Bagai disambar petir disiang hari. Ini sangat mengagetkan dan menyakitkanku, selama ini aku aku berfikir kalau dia bisa menerima perbedaan antara kami berdua. Tapi nyatanya aku salah, ternyata keyakinan menjadi permasalahan yang membuat rumit cinta kami. Bertahun-tahun ku pertahankan hubungan ini, dan harus kandas karena sebuah perbedaan keyakinan.

"Adam, aku harap kamu masih tetap bertahan. Adam kamu pernah mengatakan bahwa kamu akan mempertahankan hubungan ini, walau pun takdir tidak merestui kita" aku berusaha mengingatkan pada ucapannya. Walau pun sebenarnya aku kecewa, aku terlalu kecewa pada kenyataan. Aku terlalu kecewa pada takdir yang ada. Aku kecewa kenapa kita harus diciptakan dengan berbagai macam perbedaan.

"Adam kamu akan bertahan kan? kamu dan aku akan tetap berjuang. Bahkan kalau perlu aku akan pindah keyakinan"

Adam menggeleng dengan cepat.

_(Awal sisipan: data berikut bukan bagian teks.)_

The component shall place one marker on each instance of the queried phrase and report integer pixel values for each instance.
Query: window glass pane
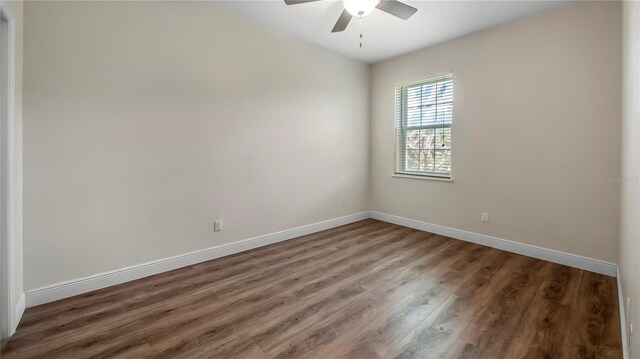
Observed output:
(427, 138)
(443, 138)
(413, 97)
(429, 94)
(445, 91)
(424, 113)
(445, 113)
(429, 115)
(412, 139)
(412, 160)
(427, 160)
(414, 116)
(443, 161)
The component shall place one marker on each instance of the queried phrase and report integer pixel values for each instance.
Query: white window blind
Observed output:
(423, 117)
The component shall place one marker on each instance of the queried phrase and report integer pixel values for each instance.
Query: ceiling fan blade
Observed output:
(397, 9)
(342, 22)
(296, 2)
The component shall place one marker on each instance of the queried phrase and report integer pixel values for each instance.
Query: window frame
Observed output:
(401, 128)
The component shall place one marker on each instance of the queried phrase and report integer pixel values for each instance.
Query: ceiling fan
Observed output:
(361, 8)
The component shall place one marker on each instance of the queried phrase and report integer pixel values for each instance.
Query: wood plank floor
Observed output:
(365, 290)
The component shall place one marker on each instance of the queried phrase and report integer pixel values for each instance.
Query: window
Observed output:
(424, 112)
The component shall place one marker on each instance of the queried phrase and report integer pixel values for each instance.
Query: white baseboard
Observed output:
(571, 260)
(18, 312)
(70, 288)
(83, 285)
(623, 318)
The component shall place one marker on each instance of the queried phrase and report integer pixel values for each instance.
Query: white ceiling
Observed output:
(386, 36)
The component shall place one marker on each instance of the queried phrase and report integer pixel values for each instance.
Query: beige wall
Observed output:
(630, 211)
(535, 137)
(15, 227)
(146, 121)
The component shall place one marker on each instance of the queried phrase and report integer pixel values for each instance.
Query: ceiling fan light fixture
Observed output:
(360, 8)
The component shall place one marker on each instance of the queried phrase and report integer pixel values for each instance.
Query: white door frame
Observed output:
(7, 112)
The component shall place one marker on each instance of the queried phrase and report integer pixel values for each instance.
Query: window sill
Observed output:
(429, 178)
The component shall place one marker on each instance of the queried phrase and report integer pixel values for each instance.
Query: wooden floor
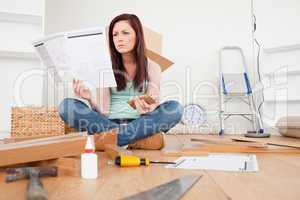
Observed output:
(278, 178)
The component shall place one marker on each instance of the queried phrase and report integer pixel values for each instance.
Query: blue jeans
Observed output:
(79, 116)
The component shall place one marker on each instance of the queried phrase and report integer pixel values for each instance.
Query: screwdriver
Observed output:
(134, 161)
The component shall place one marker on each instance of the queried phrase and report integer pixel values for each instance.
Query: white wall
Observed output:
(193, 31)
(17, 58)
(278, 28)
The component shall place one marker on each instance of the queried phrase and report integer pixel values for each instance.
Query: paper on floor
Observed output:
(222, 162)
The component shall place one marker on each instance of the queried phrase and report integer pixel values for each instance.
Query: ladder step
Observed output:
(237, 113)
(236, 95)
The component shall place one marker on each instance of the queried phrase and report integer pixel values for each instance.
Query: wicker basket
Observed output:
(36, 122)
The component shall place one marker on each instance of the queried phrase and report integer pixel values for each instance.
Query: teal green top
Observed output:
(119, 108)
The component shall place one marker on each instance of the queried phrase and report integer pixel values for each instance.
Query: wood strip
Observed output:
(222, 142)
(214, 148)
(42, 149)
(284, 142)
(113, 151)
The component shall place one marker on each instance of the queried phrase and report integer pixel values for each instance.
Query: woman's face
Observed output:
(124, 37)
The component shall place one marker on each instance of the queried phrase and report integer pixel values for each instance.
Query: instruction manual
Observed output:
(218, 161)
(81, 54)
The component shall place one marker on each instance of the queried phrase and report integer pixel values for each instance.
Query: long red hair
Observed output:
(139, 54)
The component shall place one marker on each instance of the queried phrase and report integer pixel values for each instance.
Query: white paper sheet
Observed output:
(222, 162)
(79, 54)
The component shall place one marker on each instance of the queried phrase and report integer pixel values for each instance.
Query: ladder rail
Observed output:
(226, 96)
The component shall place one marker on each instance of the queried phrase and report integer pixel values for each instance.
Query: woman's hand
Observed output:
(81, 90)
(142, 106)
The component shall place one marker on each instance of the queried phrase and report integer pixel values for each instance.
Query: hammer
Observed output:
(35, 189)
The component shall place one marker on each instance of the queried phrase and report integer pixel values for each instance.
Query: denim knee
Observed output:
(176, 110)
(64, 106)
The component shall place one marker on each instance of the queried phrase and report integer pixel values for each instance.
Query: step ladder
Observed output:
(237, 87)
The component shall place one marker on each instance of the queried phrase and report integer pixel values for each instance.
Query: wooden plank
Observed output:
(113, 151)
(67, 166)
(278, 178)
(215, 148)
(284, 141)
(42, 149)
(256, 144)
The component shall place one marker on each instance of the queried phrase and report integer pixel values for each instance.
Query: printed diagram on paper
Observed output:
(79, 54)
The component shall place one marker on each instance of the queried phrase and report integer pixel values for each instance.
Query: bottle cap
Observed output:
(90, 144)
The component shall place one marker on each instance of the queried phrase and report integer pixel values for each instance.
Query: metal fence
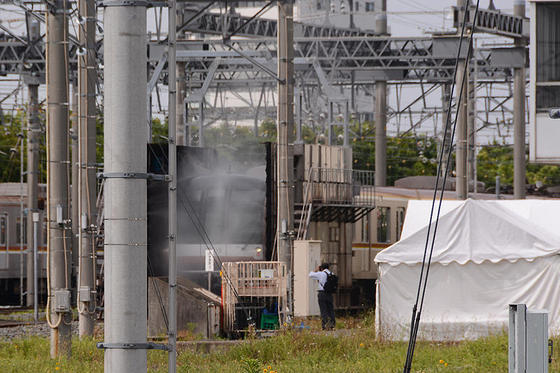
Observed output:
(340, 187)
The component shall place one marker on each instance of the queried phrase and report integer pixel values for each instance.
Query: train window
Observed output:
(383, 214)
(4, 230)
(400, 222)
(18, 230)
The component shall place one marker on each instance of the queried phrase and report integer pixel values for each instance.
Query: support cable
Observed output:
(430, 241)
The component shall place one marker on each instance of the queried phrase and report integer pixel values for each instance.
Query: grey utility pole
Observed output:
(172, 187)
(33, 134)
(59, 314)
(35, 218)
(285, 129)
(183, 137)
(74, 199)
(519, 116)
(381, 107)
(125, 156)
(446, 132)
(33, 138)
(87, 73)
(461, 143)
(471, 123)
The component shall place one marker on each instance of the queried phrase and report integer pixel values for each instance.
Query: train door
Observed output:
(3, 241)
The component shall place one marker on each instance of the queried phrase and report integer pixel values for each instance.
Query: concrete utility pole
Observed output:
(75, 211)
(471, 117)
(33, 133)
(461, 143)
(381, 106)
(60, 315)
(33, 138)
(126, 134)
(183, 135)
(446, 132)
(172, 149)
(87, 72)
(519, 116)
(285, 124)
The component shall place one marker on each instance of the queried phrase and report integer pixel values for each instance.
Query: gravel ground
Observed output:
(23, 331)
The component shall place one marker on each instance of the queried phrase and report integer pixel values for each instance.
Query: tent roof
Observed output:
(476, 231)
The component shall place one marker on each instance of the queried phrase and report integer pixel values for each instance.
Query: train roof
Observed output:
(423, 194)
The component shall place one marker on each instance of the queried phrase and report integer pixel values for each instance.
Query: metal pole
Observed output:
(22, 217)
(126, 135)
(461, 144)
(381, 107)
(519, 116)
(75, 192)
(330, 119)
(172, 148)
(35, 218)
(201, 125)
(299, 116)
(346, 142)
(446, 133)
(59, 312)
(471, 86)
(87, 159)
(33, 134)
(285, 123)
(182, 129)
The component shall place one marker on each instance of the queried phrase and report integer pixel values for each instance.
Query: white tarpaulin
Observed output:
(486, 256)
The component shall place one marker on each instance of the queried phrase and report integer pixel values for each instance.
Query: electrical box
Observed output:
(307, 257)
(85, 294)
(528, 340)
(61, 301)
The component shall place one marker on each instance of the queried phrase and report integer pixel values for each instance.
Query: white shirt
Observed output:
(320, 276)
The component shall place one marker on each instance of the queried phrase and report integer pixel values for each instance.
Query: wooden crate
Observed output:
(252, 280)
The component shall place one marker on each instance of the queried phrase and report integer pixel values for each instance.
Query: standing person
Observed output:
(326, 305)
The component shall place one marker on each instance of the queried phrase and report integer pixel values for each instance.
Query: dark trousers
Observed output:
(326, 306)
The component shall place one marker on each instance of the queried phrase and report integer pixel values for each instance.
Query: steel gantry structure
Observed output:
(332, 68)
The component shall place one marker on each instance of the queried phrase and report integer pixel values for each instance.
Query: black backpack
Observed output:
(331, 286)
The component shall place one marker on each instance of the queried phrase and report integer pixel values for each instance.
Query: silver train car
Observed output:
(14, 250)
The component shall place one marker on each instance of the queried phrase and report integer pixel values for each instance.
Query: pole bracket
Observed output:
(133, 346)
(133, 175)
(112, 3)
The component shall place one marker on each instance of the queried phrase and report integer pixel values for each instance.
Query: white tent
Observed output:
(487, 255)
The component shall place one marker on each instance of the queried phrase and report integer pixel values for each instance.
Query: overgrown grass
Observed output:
(291, 351)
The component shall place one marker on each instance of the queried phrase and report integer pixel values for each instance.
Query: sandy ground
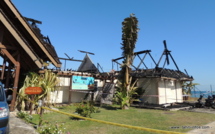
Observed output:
(18, 126)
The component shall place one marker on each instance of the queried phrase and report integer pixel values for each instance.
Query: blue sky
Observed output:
(188, 26)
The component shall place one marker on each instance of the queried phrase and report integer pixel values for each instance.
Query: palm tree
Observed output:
(129, 37)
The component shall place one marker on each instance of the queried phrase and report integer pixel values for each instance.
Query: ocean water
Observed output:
(205, 94)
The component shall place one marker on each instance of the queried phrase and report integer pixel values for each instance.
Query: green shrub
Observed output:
(85, 109)
(25, 116)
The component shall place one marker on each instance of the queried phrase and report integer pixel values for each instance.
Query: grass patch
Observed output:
(156, 119)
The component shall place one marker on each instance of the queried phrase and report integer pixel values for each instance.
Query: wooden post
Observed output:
(70, 92)
(3, 69)
(32, 99)
(15, 85)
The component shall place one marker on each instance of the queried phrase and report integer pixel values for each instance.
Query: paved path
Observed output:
(18, 126)
(206, 129)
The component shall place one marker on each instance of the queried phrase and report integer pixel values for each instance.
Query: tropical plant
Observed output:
(126, 98)
(25, 116)
(187, 87)
(129, 38)
(47, 81)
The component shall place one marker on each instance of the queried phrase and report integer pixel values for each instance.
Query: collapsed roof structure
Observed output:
(157, 71)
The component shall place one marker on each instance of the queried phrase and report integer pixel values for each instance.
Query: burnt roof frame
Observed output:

Menandakan dia tidak setuju pada ucapanku.

"Kamu mau meninggalkan Tuhan kamu? begitu? fikirkan dengan matang Maria.

Tanggapan Adam bagi ku itu terlalu dingin, aku merasa hubungan ini seperti menggantung bukan di sebabkan keyakinan kami yang berbeda, pasti ada sebab lain di sebalik ini semua. Ada misteri yang sedang di tulis Tuhan untuk aku dan Adam.